In the continuing saga of sad events in our lives, alluded to here and here, the phone rang again in the dead of the night, announcing that another life has been lost. This man has been mentioned as one of the nicest there was, supporting my husband’s team physically, mentally, financially, and every other way possible. In the short time my husband knew him, he became a mentor and a hero, the embodiment of all Tom wants to be when he grows up. As with my friend’s death earlier this year, the abruptness rocks your foundation. You call your loved ones because you need to hear their voices, you drive a little slower, you take the time to taste and smell your coffee and not gulp it down in a mad rush. Life suddenly feels heavier, the gravity pulling your mind back into the present, encouraging you to feel every ounce of your being.

In the face of pain, loneliness and change, I have decided to be happy. Personal struggles have been shelved and reframed, knowing there is only one acceptable outlook in my life right now. There will still be heartbreak and grief in my life, but the goal is to make sure it is fleeting. Instead of dwelling, I am choosing to replace it with gratitude and love.

When I miss him, I remind myself that I’m lucky enough to have him in this world with me.

When the pressure of the move threatens to break me, I remember that my husband is one of the few that has the chance to chase his biggest dream.

When the stress of work envelops me, I remind myself that I’m lucky to have a career that I enjoy that provides me with income, benefits, satisfaction, and a work-life balance that I’ve always wanted.

When I try to look at something and my vision loss prevents me from doing so, I blink, refocus, and silently say “thanks” for the ability to have received the medical care I needed to preserve the rest of my eyesight.

When I pay the bills, instead of cursing, I remember how lucky I am to have the money in my bank account to do so. {I also remember the faces of the homeless men and women that I met when I visited my sister who works at a shelter in California. Her stories remind all of us that we are blessed and lucky to have what we do, no matter how often we think it’s not enough.}

Life is not easy, nor is it always pleasant on the surface. But if you work at it, you can distill a pattern of beauty that surpasses what the eye can see.

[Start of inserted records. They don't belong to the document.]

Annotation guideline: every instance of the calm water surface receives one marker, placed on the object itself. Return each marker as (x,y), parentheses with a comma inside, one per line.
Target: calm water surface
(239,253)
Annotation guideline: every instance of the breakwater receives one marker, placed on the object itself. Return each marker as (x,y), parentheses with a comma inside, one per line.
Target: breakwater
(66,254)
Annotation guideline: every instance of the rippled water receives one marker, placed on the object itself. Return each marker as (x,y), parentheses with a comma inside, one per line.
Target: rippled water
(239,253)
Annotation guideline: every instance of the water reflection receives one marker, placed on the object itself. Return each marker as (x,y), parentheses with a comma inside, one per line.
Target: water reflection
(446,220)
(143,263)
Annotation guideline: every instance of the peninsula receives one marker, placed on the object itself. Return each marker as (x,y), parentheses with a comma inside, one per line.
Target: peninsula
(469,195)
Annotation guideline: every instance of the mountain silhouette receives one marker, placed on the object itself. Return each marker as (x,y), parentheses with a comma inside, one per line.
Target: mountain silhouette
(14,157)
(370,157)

It will speak to your heart, and joy will begin to bloom, spreading quickly and warmly throughout your body. I hope that this post serves as a turning point, becoming the gateway to positive posts and banning the negative. Realism and honesty is always accepted if not encouraged, but I can no longer allow myself to dwell in the glum and melancholy.

For Jim and Kristyn, and all those that we hold dear, we owe it to them to be the best of ourselves, to choose the path of delirious joy, overzealous passion, and abundant love.